Críticas internacionais
No período que antecedeu a execução, o Alabama foi alvo de uma série de críticas nacionais e internacionais. Centenas de clérigos judeus e líderes comunitários de todos os Estados Unidos assinaram uma carta organizada pela L'chaim!, Judeus Contra a Pena de Morte, apelando à suspensão da execução.
"A ideia de utilizar gás para as execuções é uma afronta à nossa comunidade", afirmou o cofundador da L'chaim, Mike Zoosman.

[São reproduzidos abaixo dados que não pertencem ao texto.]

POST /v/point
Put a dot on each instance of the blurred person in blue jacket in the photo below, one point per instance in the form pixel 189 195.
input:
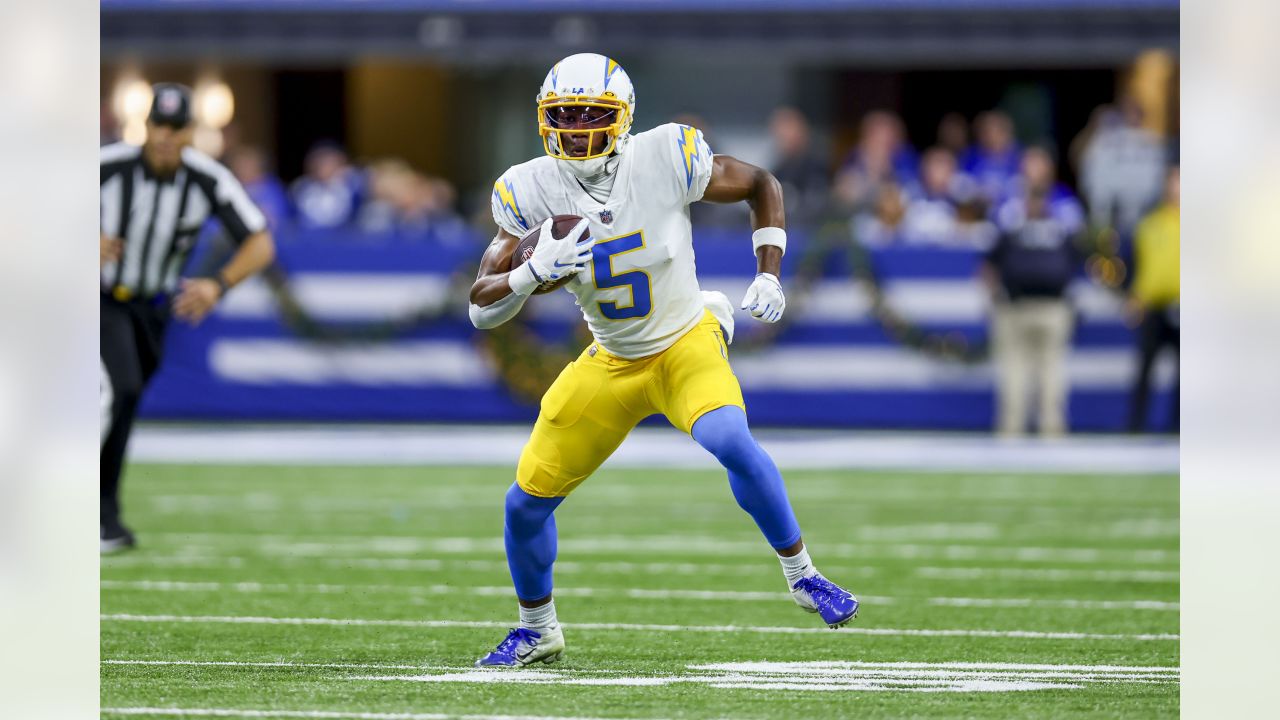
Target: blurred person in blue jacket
pixel 330 192
pixel 931 214
pixel 881 156
pixel 1028 272
pixel 993 160
pixel 250 167
pixel 882 226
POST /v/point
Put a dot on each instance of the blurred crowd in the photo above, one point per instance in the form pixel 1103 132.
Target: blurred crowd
pixel 387 196
pixel 972 181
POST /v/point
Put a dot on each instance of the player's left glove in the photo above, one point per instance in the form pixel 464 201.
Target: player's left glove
pixel 764 299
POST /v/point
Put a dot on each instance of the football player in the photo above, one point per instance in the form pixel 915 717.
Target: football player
pixel 661 343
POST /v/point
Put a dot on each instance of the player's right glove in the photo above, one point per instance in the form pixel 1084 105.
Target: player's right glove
pixel 556 259
pixel 764 299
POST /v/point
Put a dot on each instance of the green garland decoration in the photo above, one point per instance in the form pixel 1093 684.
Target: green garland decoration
pixel 528 364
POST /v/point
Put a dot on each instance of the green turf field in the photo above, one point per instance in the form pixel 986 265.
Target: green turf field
pixel 369 592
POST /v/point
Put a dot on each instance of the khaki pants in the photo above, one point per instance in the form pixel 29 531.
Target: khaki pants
pixel 1029 340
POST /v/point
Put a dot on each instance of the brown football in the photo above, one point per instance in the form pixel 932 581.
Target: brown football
pixel 561 226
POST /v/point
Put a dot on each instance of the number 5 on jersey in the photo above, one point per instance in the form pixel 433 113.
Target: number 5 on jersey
pixel 641 288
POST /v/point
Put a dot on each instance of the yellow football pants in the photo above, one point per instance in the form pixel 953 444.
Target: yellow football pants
pixel 599 397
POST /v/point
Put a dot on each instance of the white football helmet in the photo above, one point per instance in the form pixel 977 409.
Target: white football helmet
pixel 585 106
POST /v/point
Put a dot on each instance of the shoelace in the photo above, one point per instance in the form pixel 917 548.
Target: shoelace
pixel 819 588
pixel 513 638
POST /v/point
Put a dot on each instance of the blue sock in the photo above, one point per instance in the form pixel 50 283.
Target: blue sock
pixel 530 537
pixel 753 477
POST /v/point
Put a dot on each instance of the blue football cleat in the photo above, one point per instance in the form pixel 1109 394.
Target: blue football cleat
pixel 524 646
pixel 818 595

"O legado nazi de experimentação para encontrar a forma mais rápida de livrar a nossa comunidade de prisioneiros indesejáveis é uma corrente subjacente para qualquer pessoa que esteja ciente dessa história que não deve ser repetida no Alabama, ou em qualquer lugar", apelou.
A morte de Smith foi também denunciada por peritos das Nações Unidas em execuções arbitrárias e tortura, que se opuseram ferozmente à utilização do que consideraram ser uma experiência humana.
A alta comissária das Nações Unidas para os Direitos Humanos, Ravina Shamdasani, afirmou estar "seriamente preocupada" com a utilização deste novo método e apelou ao Estado do Alabama para suspender a execução e abster-se "de efetuar mais execuções deste tipo".
A organização não-governamental de defesa dos Direitos Humanos Amnistia Internacional advertiu que "este novo método não testado pode ser extremamente doloroso" para o preso, "em violação dos tratados internacionais de direitos humanos que os Estados Unidos ratificaram".